Revendo um filme maldito

Cesar Vanucci *

“ Os vícios de outrora são os costumes de hoje”
(Sêneca)

De princípio, uma baita curiosidade. Ao depois, certa surpresa, quase derivando para aturdimento. Junto, sorrisos e, pra arrematar, irrefreável riso. Correu assim, sem tirar nem por, o meu reencontro agora com um filme visto com mistura de deleite e sobressalto há mais de meio século. Minha Nossa Senhora da Abadia D’Água Suja, como os costumes se alteram no cotidiano da vida!

Noite dessas, revi na telinha o “ Les Amants”, de Louis Malle, filme apontado como “maldito” quando do lançamento em 1958. Recordo-me bem, vasculhando a jeito as ladeiras da memória, da pororoca de registros desairosos que a fita acumulou em curto período de projeção. A fúria do ultra puritanismo foi de tal monta que as autoridades competentes, de um governo (JK) considerado o mais aberto a manifestações culturais de vanguarda que o País ao longo de sua história já havia experimentado, não tiveram outra alternativa senão a de proibirem a exibição nos cinemas. Uma leve insinuação de cena erótica supostamente nunca dantes mostrada deu origem às reações.
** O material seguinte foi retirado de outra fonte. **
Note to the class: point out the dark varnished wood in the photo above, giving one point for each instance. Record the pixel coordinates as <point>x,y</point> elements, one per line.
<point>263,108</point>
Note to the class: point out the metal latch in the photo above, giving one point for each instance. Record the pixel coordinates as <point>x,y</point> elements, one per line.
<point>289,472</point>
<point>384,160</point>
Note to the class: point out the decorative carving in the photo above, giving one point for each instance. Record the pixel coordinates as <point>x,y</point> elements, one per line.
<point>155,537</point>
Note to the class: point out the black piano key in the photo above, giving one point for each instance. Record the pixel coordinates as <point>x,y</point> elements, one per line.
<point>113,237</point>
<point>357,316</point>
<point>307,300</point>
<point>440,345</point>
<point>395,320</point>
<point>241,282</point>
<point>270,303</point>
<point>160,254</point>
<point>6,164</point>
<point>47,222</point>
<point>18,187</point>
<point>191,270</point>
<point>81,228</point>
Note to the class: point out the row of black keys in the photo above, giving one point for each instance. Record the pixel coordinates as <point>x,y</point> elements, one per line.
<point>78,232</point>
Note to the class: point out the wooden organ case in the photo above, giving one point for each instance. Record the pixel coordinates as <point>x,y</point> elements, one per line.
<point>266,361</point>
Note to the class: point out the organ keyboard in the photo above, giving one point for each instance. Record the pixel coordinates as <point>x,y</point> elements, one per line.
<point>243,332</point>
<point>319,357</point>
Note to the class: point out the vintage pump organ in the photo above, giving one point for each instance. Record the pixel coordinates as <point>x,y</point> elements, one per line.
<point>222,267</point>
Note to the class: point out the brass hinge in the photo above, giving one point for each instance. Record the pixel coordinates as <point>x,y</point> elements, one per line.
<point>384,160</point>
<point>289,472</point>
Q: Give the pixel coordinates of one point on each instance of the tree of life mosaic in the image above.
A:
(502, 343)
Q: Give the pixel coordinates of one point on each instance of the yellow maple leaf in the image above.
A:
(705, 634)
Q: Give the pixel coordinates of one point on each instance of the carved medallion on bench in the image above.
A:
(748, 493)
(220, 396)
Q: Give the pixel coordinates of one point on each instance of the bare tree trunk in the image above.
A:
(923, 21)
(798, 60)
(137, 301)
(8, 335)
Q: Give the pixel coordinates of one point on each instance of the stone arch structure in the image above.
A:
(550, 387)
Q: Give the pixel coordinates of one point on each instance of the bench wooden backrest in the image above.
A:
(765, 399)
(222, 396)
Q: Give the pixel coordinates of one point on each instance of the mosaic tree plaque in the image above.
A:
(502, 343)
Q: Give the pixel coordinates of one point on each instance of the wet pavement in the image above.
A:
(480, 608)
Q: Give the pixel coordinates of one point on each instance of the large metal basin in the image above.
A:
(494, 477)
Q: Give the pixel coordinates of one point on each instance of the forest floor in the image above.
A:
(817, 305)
Nas portas das salas de projeção fileiras de pessoas de mãos dadas, algumas carregando terços, exprimiam sua zanga com relação àquela obra blasfema, herética, demoníaca, que agredia, segundo se propagou, a moral, os bons costumes, os valores familiares e religiosos mais sagrados. Em púlpitos, tribunas, colunas de jornais essas reações coléricas também explodiam. Apreciadores de cinema que ousaram, naqueles momentos turbulentos, desafiar o veto dos autoproclamados censores de plantão, assistindo ao filme no curto espaço de tempo em que em foi mantido em cartaz, eram mimoseados com ensurdecedores apupos. Colocaram-se sob ameaça mesmo de constrangimentos físicos. O Chefe de Polícia, que detinha poderes quase equivalentes aos de um Ministro militar, veio a público para assegurar sua total disposição de resolver a pendência, se preciso na marra, caso tardasse a sair a decisão judicial desfazendo aquela pouca vergonha.

Creio chegada a hora de fornecer ao distinto público, sobretudo aos que não viram “ Les amants”, algumas informações acerca da fita. Drama francês, como já dito, dirigido por Louis Malle, expoente da chamada “Nouvelle Vague”, e estrelado pela fascinante Jeanne Moreau, com Alairr Cunn, Jean-Mare Bory e Judith Magre nos demais papéis de realce, o filme, rodado em preto e branco, narra a história de uma relação amorosa extraconjugal. Do ponto de vista estético e das interpretações é uma obra, ainda hoje, digna de louvor, o que explica o “Leão de Ouro” conquistado no Festival de Veneza, um dos muitos prêmios que conseguiu arrebatar.

A “cena escandalosa”, de cunho amoroso, que provocou a ira santa levada às ruas pode ser apontada hoje, em comparação com as cenas de qualquer filme romântico exibido em vesperais infantis, como uma singela referência pudica enquadrada na mais edulcorada concepção de relacionamento afetivo bolada na literatura de madame Delly. Oportuno relembrar, como outro indicador da atmosfera puritana então vigente, que à mesma época uma reação nesse mesmo tresloucado figurino cercou também outro filme, este brasileiro, “O Padre e a moça”, de Joaquim Pedro de Andrade.

Depois de haver revisto “Les Amants”, tantos anos decorridos, sinto-me tentado, com absoluta tranqüilidade de espírito, a registrar aqui uma sincera recomendação. Em eventual seleção de fitas visando proporcionar saudável entretenimento a religiosas reclusas, sugiro, respeitosamente, às dignas e zelosas Superioras das congregações que refuguem produções fílmicas românticas produzidas nestes confusos tempos atuais, substituindo-as por sessões corridas dessa terna e lírica criação artística de Louis Malle, por seu conteúdo mais edificante.